Friday, August 14, 2009

The Killing Hour


The Killing Hour
AKA The Clairvoyant
Directed by Armand Mastroianni
Released: 1982
Starring Perry King, Norman Parker, Elizabeth Kemp, Kenneth McMillan, Jon Polito, Joe Morton, Antone Pagan, Barbara Quinn
Running Time: 97 minutes
DVD Studio: Image Entertainment

A woman's nude and handcuffed body is found floating in the Hudson. Suddenly, a rash of murders begins with the common factor of each victim being handcuffed. The cops are baffled because they're all idiots but the biggest idiot of them all is Detective Larry Weeks (played by Norman Parker). Weeks is a part time comedian and is a full time unfunny motherfucker and is a huge part of botching the investigation. He gets conned into slipping information on the case to Mac McCormack (Perry King), a sleazy TV reporter who begins challenging the killer on his show.

Meanwhile, an art student named Virna Nightbourne (Elizabeth Kemp) with big shoulder pads comes to the police with drawings that she did using her psychic powers. Her drawings depict details of the murders that only the killer would know. Detective Weeks starts hitting on Virna but not before Mac can woo her.
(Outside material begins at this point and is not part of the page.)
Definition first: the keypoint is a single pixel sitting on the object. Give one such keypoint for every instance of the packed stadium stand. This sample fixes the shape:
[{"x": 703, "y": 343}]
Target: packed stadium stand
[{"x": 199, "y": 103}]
Even with these two dudes taking turns protecting her (meaning: sexing her up), the killer still tries to take out the psychic doodler before she can identify him.

The Killing Hour is proof that some obscure films should stay that way. This trashy film has some interesting moments but thanks to some poor writing, it never really comes together. The dialogue is corny, character motivations are confusing and muddled and the love triangle between Virna and the TV reporter and the cop is cringe-inducing. On the upside, camerawork is marvelous and the score by Alexander Peskanov is gorgeous but The Killing Hour is kind of a mess. Director Armand Mastroianni made an excellent though heavily sedated slasher called He Knows You're Alone, a few clunky horror films like The Supernaturals and even some episodes of "Friday the 13th: The Series".